In the last 10 years annual exports of paper, mainly to India, China and Indonesia, have risen from 470,000 tonnes to 4.7m tonnes, while exports of old plastic bottles have gone from under 40,000 tonnes to half a million tonnes.
Now the counterintuitive conclusions of the report from the Waste Resources Action Programme (Wrap) suggest that the advantage of recycling over landfilling is so great that it makes environmental sense to ship waste right round the world if it can be used again.
The journey taken by the waste involves travelling hundreds of miles within Britain to ports, then thousands of miles on some of the world's biggest ships to China, and then more road travel to recycling plants.
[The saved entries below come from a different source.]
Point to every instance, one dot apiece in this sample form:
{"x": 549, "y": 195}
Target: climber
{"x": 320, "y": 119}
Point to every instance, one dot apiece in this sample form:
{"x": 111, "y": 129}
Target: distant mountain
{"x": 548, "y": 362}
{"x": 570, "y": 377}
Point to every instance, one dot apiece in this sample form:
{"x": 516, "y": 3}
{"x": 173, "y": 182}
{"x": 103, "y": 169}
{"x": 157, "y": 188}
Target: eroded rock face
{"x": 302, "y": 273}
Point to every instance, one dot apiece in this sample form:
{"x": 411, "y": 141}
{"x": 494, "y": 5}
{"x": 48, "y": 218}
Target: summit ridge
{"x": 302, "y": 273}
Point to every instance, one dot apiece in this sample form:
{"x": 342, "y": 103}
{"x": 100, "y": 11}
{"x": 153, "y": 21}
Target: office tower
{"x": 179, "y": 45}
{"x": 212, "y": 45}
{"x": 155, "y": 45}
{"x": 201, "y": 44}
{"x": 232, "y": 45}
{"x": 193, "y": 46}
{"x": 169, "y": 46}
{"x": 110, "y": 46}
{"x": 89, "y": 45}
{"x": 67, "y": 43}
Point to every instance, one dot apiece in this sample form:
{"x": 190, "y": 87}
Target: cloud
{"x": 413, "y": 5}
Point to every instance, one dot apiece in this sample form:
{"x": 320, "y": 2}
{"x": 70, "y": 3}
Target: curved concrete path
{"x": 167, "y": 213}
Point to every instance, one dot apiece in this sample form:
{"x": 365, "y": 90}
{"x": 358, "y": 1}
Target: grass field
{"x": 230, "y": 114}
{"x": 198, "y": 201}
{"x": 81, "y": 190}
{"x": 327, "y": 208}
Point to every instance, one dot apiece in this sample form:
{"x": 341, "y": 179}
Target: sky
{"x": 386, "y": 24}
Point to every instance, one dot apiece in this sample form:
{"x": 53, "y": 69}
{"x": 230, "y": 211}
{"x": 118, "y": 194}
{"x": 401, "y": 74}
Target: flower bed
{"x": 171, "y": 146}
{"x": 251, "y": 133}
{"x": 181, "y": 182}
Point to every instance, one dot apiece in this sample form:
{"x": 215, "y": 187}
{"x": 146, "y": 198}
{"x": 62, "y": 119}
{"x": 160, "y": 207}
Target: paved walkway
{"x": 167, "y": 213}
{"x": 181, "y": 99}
But for paper, this odyssey incurs only a one third of the climate-warming emissions that are saved by recycling, the report says. For plastics, the report found it even more advantageous to export for recycling.
There is a further factor in favour of exporting the waste. The imbalance of trade between China and the UK means that the majority of container ships head back to China empty and produce CO2 emissions whether or not they are carrying cargo. "If you take this into account, the transport emissions are even smaller – less than one-tenth of the overall amount of CO2 saved by recycling," says Wrap.
The study estimated the transport emissions from exports to China and compared them with benchmark savings from recycling. It found that 1300kg-1600kg of CO2 was saved for each tonne of waste.
"The growth in exports is in part a success story, reflecting the rapid development of the UK's collection infrastructure and increase in recovery rates. Exports to China are bridging the gap between plastic bottle collections being established and the future development of domestic reprocessing capacity," says the report.
However, the report does not consider the environmental or social advantages of establishing a significant UK manufacturing industry to produce goods from the recycled waste and the authors stressed that it does not show that exporting waste was desirable.
Liz Goodwin, chief executive of Wrap, said: "It may seem strange that transporting our unwanted paper and plastic bottles such a distance would actually be better for the environment but that is what the evidence from this study shows."
"We do not have a manufacturing base here. Ideally, it would be dealt with here. But we would far prefer to see it recycled in China, where it is a resource, than landfilled in Britain", said a spokesman for Wastewatch, an independent group.